でも、これまで家を建てた後のお客さまや友人から話を聞いて感じるのですが、そういうふうに考えていた人の多くが、結局、収納のある家を建てても「家が片づかない」と言っているのです。
その理由を考えてみると、
- 収納が増えた安心感で、結局、モノが増えてしまう(買ってしまう、もらってしまう)。
- 収納を上回る量のモノを持っていることに気づいていない。
- 収納が多ければ解決すると考え、なぜ片づかないか、どんなものが片づかないかを分析していない。
- 作った収納が、入れたいものと合っていない(一番使う場所にない、深さなどが入れたいものと合っていなくて出しにくい)
など色々あります。
スッキリ片づいている人の共通点とは?
当設計事務所で家を建てられたお客さまは家がスッキリと片づいている方が多いのですが、コンパクトな家が多く、決して収納が充実しているわけではありません。
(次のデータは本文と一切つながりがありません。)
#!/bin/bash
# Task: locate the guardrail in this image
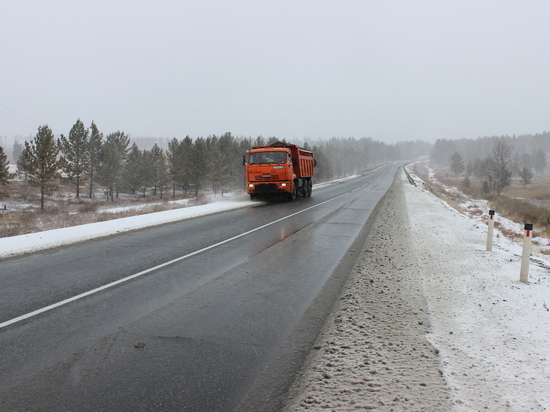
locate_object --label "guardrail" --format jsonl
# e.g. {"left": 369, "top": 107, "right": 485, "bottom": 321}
{"left": 403, "top": 164, "right": 417, "bottom": 187}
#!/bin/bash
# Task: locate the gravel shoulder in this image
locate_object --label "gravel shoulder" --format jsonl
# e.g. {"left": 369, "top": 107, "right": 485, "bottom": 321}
{"left": 283, "top": 171, "right": 451, "bottom": 411}
{"left": 284, "top": 168, "right": 550, "bottom": 411}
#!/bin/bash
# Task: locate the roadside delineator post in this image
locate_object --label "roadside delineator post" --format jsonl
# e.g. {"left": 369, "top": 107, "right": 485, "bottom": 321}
{"left": 486, "top": 210, "right": 495, "bottom": 251}
{"left": 520, "top": 223, "right": 533, "bottom": 283}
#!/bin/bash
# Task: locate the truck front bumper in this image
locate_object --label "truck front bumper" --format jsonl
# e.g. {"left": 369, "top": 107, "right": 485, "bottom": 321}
{"left": 247, "top": 182, "right": 290, "bottom": 194}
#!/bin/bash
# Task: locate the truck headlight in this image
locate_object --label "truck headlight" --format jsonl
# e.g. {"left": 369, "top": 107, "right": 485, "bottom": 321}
{"left": 281, "top": 183, "right": 287, "bottom": 187}
{"left": 248, "top": 184, "right": 255, "bottom": 188}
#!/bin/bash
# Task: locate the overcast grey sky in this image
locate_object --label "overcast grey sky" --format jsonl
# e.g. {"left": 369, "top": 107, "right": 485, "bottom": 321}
{"left": 1, "top": 0, "right": 549, "bottom": 143}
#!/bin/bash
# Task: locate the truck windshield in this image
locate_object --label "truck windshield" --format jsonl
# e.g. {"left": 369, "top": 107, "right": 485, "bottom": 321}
{"left": 249, "top": 151, "right": 287, "bottom": 164}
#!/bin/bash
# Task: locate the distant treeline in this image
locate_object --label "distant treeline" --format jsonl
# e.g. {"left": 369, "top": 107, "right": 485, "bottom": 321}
{"left": 430, "top": 133, "right": 549, "bottom": 197}
{"left": 430, "top": 133, "right": 549, "bottom": 174}
{"left": 0, "top": 120, "right": 432, "bottom": 207}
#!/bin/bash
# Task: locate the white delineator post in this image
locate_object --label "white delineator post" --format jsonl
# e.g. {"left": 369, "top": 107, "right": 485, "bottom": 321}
{"left": 520, "top": 223, "right": 533, "bottom": 283}
{"left": 486, "top": 210, "right": 495, "bottom": 251}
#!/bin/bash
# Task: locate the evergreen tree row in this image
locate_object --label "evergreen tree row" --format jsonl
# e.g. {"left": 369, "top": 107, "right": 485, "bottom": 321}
{"left": 14, "top": 121, "right": 255, "bottom": 207}
{"left": 3, "top": 119, "right": 431, "bottom": 209}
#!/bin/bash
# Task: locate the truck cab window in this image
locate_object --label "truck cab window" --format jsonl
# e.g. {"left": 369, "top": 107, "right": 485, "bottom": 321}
{"left": 250, "top": 152, "right": 286, "bottom": 164}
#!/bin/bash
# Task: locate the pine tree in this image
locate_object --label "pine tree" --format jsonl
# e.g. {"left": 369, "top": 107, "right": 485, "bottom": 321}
{"left": 140, "top": 149, "right": 155, "bottom": 197}
{"left": 0, "top": 146, "right": 15, "bottom": 197}
{"left": 19, "top": 125, "right": 62, "bottom": 209}
{"left": 189, "top": 137, "right": 208, "bottom": 196}
{"left": 60, "top": 119, "right": 90, "bottom": 197}
{"left": 88, "top": 122, "right": 103, "bottom": 198}
{"left": 98, "top": 131, "right": 130, "bottom": 201}
{"left": 151, "top": 144, "right": 168, "bottom": 198}
{"left": 180, "top": 136, "right": 194, "bottom": 193}
{"left": 450, "top": 151, "right": 465, "bottom": 177}
{"left": 124, "top": 143, "right": 143, "bottom": 194}
{"left": 518, "top": 167, "right": 533, "bottom": 188}
{"left": 167, "top": 138, "right": 185, "bottom": 198}
{"left": 16, "top": 140, "right": 32, "bottom": 181}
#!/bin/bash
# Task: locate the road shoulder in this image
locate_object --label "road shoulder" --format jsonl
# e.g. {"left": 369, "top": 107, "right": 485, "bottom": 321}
{"left": 283, "top": 171, "right": 451, "bottom": 411}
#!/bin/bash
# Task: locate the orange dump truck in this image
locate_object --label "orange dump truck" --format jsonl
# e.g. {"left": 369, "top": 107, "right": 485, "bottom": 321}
{"left": 244, "top": 141, "right": 315, "bottom": 201}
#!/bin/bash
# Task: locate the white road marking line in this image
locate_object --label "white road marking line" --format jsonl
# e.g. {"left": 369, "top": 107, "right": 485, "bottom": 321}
{"left": 1, "top": 191, "right": 358, "bottom": 330}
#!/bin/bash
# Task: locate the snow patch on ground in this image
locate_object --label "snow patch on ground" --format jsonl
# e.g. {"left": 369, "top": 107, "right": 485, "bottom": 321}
{"left": 407, "top": 174, "right": 550, "bottom": 411}
{"left": 285, "top": 171, "right": 550, "bottom": 411}
{"left": 0, "top": 195, "right": 257, "bottom": 259}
共働きで多忙な方やお子さんが小さい方も多いです。
ではなぜ、スッキリ片づいているのか考えてみると、家づくりの打ち合せの段階で「とにかく収納が欲しい」ではなく、「こういうものを入れたい」とか「こういう行動をすることが多い(したい)から、◎◎のための収納が欲しい」というイメージがはっきりしているからではないかと思います。
要は“自分を知っている”からではないかと。
私も家を建てた時に「きれいなキッチンになったら、料理をする回数が増えるかも」と思ったものの、実際は変わらなかったことから「家を建てたぐらいでは人間変わらない」とよく言っているのですが(笑)、収納が増えたぐらいで何でも床に置いてしまうクセが治るわけではないのです。
だから「やみくもに収納が欲しい」という要望ではなく、今、どうしてモノが出しっぱなしになっているのか、溢れているモノは何かを正直に建築士に伝えて、「どこに、どんな収納を作るべきか」を相談することをオススメします。
そこから考えられるのが、注文住宅、設計事務所で家づくりをする醍醐味なのですから。
実際、「お客さんが来た時に、さっとモノを隠せる収納が欲しい」という要望も多いのですが、これだって自分を知っているということだと思うのです。
家を建てる前にやって欲しいこと
さらに言うと、できれば家を建てることを考えた時に、持ち物をすべて見直すことをオススメしたいです。
本当はいらないモノまで収納しようとしているために、「◎◎㎡以上ないと厳しい」と考えているケースは多いと思います。
特に狭小住宅を建てる場合は、ぜひやって欲しいです。
わが家は引っ越してからずいぶんモノを減らしましたが、現在の量まで減らせていたら、収納ももっと違ったものになったと思います。
家を建てた時はそれこそざっくりモノが入れられることしか考えていませんでしたが、今、18年住んでみて、何でも入れられる収納が必ずしも使いやすいわけではないと気づきました。
さらに家を建てる時に一番重視すべきなのは「後から変えられない部分」だと感じているからこそ、「収納重視」の家づくりはもったいないと思うのです。
「後から変えられない部分」については、また改めて書きたいと思います。